Ryan’s availability as Speaker next year should not in theory have any major negative impact on Republican prospects for November (though his retirement from the House does put his own district into play). After all, midterm elections typically revolve around perceptions of the president, and the president we have right now is particularly adept at dominating political life. But there are already signs that Republican donors and other movers-and-shakers may think Ryan’s decision to pack it in reflects an understanding that the electoral landscape is even worse than they imagined. And according to “one of Washington’s best-wired Republicans,” who is quoted by Axios, they may join Ryan in heading for the hills:
“This is a Titanic, tectonic shift … This is going to make every Republican donor believe the House can’t be held.” The announcement will help Senate Majority Leader Mitch McConnell (R-Ky.) in his fundraising because “the Senate becomes the last bastion,” the Republican said.
From this perspective, Ryan’s retirement is an effect rather than a cause of electoral agony for his party. But talk among donors of writing off the House as a lost cause this early in the cycle could represent a self-fulfilling prophecy.

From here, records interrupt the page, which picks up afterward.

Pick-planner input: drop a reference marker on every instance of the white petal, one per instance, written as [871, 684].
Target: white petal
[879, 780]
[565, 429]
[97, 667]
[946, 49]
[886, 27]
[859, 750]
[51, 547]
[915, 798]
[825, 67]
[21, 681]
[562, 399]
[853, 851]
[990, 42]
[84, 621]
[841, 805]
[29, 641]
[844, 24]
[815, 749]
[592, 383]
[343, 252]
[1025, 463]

Beyond November, Ryan’s self-defenestration could return House Republicans to the state of constant factional conflict in which they lived during the tenure of his predecessor, John Boehner. A leadership contest, most likely featuring Majority Leader Kevin McCarthy of California and Majority Whip Steve Scalise of Louisiana, will soon ensue unless the latter decides to defer to the former’s seniority. Even then, McCarthy must prove himself acceptable to the conservatives who derailed his speakership campaign in 2015, or he could fall short of the votes he needs to win the gavel, paving the way for Scalise, who is perceived as being more ideologically rigorous.

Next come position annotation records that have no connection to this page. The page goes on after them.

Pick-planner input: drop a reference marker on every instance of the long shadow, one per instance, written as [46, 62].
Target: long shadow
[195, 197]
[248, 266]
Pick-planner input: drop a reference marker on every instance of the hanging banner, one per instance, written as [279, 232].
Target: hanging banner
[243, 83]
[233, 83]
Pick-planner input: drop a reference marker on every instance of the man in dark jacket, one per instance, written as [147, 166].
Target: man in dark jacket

But McCarthy has been working on his ideological street cred, most recently by taking the lead on a “rescissions” proposal aimed at clawing back appropriations recently made in the omnibus appropriations measure signed by the president last month. While it’s not likely to fly in the Senate, the proposal is a salve to the wounds of conservatives angry about concessions to Democrats that enabled passage of the omnibus. And it also offered another chance for McCarthy to work in tandem with the angriest Republican of them all, Donald Trump, who is known to be quite fond of the Californian. That could be McCarthy’s, er, Trump card, according to Politico:
The California Republican has a lot going for him that he did not three years ago, most notably his tight relationship with President Donald Trump, who calls him “my Kevin.” If Trump endorses McCarthy for the job, as McCarthy allies think he would, the president’s sway with conservatives could help seal the deal.
Whether or not they back McCarthy, conservatives will continue to hold disproportionate power in the House GOP conference, and that power would be enhanced by a poor general election showing this year, a result more likely to befall modestly conservative members in swing districts. You’d think three years of leadership from the famously conservative Paul Ryan would have reduced the extremist pressure on House Republicans. But then Ryan, after all, was mostly defeated in his career-long assault on the welfare state. And if there’s one thing most conservatives believe, it’s that the answer to conservatism’s failures is to keep moving to the right.